Wyoming: The Wyoming Office of Outdoor Recreation has launched the Wyoming Outdoor Recreation Grant Program.
The new program will reportedly be awarded for projects “that focus on the response to COVID-19 impacts, new outdoor recreation infrastructure, and economic impact in local communities. This could include projects involving trails, water-based recreation, shooting ranges, campgrounds, climbing infrastructure, and more.”
Wyoming’s local, county, state, and tribal governments as well as non-profit organizations are all eligible to apply for the Wyoming Outdoor Recreation Grant. Various amounts of awards for grants will be offered between $20,000 and $749,000.
Virginia: Governor Ralph Northam recently announced that $245 million will be provided to the state’s Office of Outdoor Recreation to enhance the state’s outdoor recreation infrastructure.
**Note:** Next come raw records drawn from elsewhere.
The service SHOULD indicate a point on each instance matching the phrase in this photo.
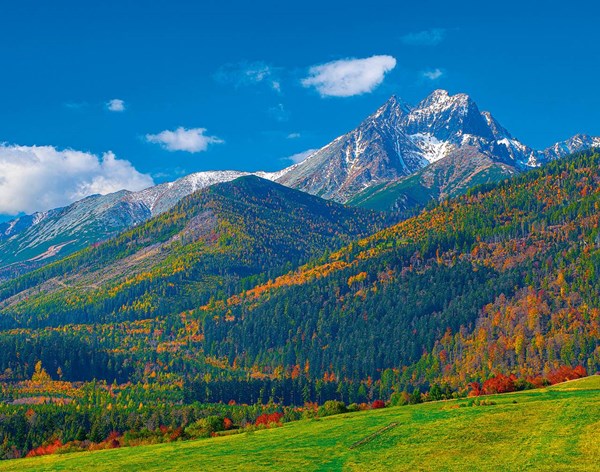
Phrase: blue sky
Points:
(235, 73)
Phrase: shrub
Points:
(378, 404)
(332, 407)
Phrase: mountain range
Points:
(399, 158)
(249, 281)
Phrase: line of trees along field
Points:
(250, 293)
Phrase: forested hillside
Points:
(211, 245)
(505, 279)
(249, 299)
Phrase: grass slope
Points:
(548, 429)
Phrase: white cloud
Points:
(431, 37)
(182, 139)
(300, 156)
(116, 104)
(432, 74)
(249, 73)
(36, 178)
(348, 77)
(279, 113)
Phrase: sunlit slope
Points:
(549, 429)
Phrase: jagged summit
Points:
(399, 139)
(445, 142)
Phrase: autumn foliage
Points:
(268, 418)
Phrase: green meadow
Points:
(556, 428)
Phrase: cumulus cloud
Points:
(433, 74)
(279, 113)
(348, 77)
(300, 156)
(431, 37)
(36, 178)
(116, 104)
(182, 139)
(249, 73)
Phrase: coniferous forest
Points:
(250, 303)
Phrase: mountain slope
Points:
(449, 177)
(30, 241)
(208, 244)
(400, 140)
(400, 158)
(504, 279)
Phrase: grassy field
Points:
(550, 429)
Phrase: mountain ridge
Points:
(401, 154)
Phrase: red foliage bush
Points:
(268, 418)
(475, 389)
(499, 384)
(50, 448)
(564, 373)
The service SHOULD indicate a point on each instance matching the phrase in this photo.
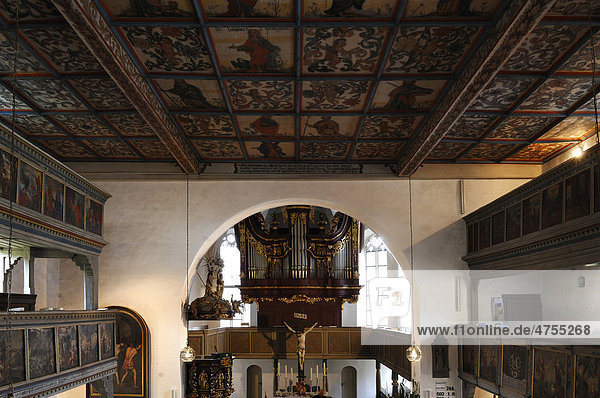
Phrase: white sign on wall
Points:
(442, 390)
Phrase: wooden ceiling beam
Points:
(92, 28)
(513, 26)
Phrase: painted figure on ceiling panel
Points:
(270, 149)
(191, 94)
(451, 8)
(368, 9)
(248, 8)
(262, 95)
(334, 95)
(348, 50)
(267, 125)
(404, 96)
(407, 95)
(254, 50)
(328, 126)
(150, 8)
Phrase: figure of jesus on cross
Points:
(301, 348)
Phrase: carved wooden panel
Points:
(238, 341)
(262, 342)
(338, 343)
(314, 342)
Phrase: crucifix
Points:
(301, 348)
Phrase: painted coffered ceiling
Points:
(395, 82)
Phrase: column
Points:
(325, 375)
(89, 265)
(275, 375)
(104, 386)
(377, 378)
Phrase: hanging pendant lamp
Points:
(187, 353)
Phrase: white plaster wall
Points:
(144, 267)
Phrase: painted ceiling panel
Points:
(451, 9)
(575, 8)
(273, 126)
(520, 127)
(133, 9)
(6, 101)
(111, 149)
(543, 47)
(471, 126)
(272, 150)
(101, 94)
(49, 95)
(334, 95)
(348, 10)
(169, 49)
(537, 152)
(129, 124)
(328, 127)
(557, 95)
(254, 50)
(191, 94)
(30, 11)
(572, 128)
(34, 125)
(66, 149)
(490, 151)
(582, 60)
(152, 149)
(377, 150)
(502, 93)
(83, 125)
(219, 149)
(26, 62)
(324, 150)
(63, 49)
(342, 50)
(235, 9)
(407, 94)
(261, 95)
(430, 49)
(316, 81)
(447, 150)
(196, 125)
(390, 127)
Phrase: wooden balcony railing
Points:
(49, 352)
(321, 343)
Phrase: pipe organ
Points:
(301, 266)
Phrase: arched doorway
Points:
(349, 382)
(254, 382)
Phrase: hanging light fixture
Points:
(413, 352)
(11, 196)
(187, 353)
(593, 48)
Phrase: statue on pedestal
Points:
(301, 348)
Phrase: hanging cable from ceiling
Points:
(593, 52)
(11, 197)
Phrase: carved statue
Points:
(212, 305)
(301, 348)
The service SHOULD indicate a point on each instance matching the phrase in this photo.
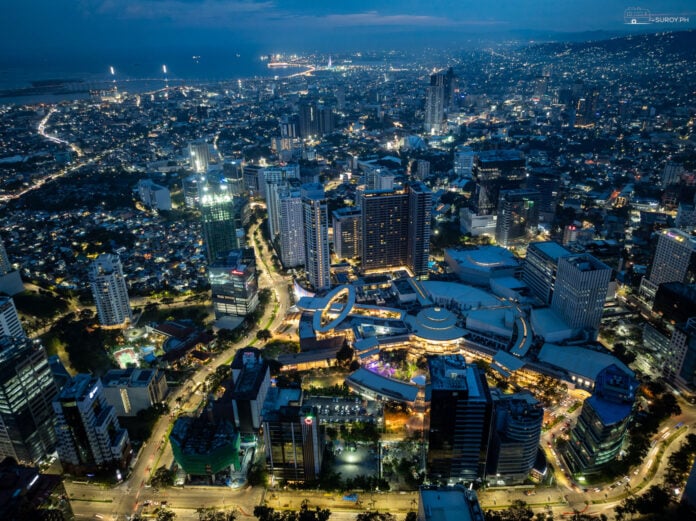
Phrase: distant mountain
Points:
(681, 43)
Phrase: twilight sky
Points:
(49, 27)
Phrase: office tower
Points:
(680, 364)
(456, 503)
(9, 319)
(251, 380)
(234, 283)
(316, 226)
(540, 266)
(293, 438)
(5, 266)
(674, 260)
(192, 186)
(222, 225)
(133, 390)
(547, 182)
(233, 170)
(517, 217)
(89, 435)
(460, 420)
(463, 161)
(199, 156)
(10, 281)
(496, 170)
(419, 215)
(422, 169)
(27, 389)
(671, 174)
(582, 283)
(154, 196)
(599, 433)
(395, 228)
(308, 120)
(346, 228)
(434, 122)
(292, 235)
(109, 290)
(515, 439)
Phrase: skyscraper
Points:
(674, 260)
(582, 283)
(109, 290)
(540, 267)
(234, 283)
(460, 420)
(518, 215)
(599, 433)
(292, 234)
(89, 435)
(395, 228)
(346, 228)
(26, 391)
(222, 224)
(435, 105)
(9, 319)
(419, 214)
(199, 156)
(515, 439)
(316, 226)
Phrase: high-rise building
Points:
(251, 380)
(680, 364)
(518, 215)
(9, 319)
(674, 260)
(599, 433)
(223, 228)
(540, 266)
(293, 438)
(463, 161)
(515, 438)
(434, 122)
(292, 234)
(395, 228)
(496, 170)
(89, 435)
(109, 290)
(346, 228)
(582, 284)
(316, 226)
(234, 283)
(420, 200)
(460, 420)
(27, 388)
(10, 281)
(199, 156)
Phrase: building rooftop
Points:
(449, 504)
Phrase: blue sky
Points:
(55, 26)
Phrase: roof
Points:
(385, 386)
(579, 360)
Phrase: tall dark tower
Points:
(460, 420)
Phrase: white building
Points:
(130, 391)
(9, 319)
(109, 290)
(154, 196)
(89, 435)
(316, 227)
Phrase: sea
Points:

According to Jessica Wahl Turner, president of the Outdoor Recreation Roundtable, “The outdoor recreation economy pays huge dividends to Virginia’s economy, to the tune of $8 billion each year. With this additional investment in programs for trails, state parks and the state’s Office of Outdoor Recreation Virginia will be able to promote outdoor recreation, develop partnerships, and create and improve recreation infrastructure.”
Connecticut: In July, the state committed to investing $34 million in state funding aimed at “improving and increasing access to the outdoors for Connecticut residents.”
The funding includes $15 million to support repairs, maintenance, and new construction at various Connecticut State Parks; $10 million to provide open space grants for conservation and recreation purposes; and $9 million to support improvement and expansion of recreational trails, bikeways, greenways, pedestrian walkways, and more.
The Department of Commerce’s Economic Development Administration (EDA) has awarded a $3.2 million grant to the state to fund infrastructure improvements at five state park campgrounds.
The improvements are planned at Cape Henlopen, the Delaware Seashore, Killens Pond, Lums Pond, and Trap Pond State Parks. The EDA grant will be matched with $803,100 in local funds.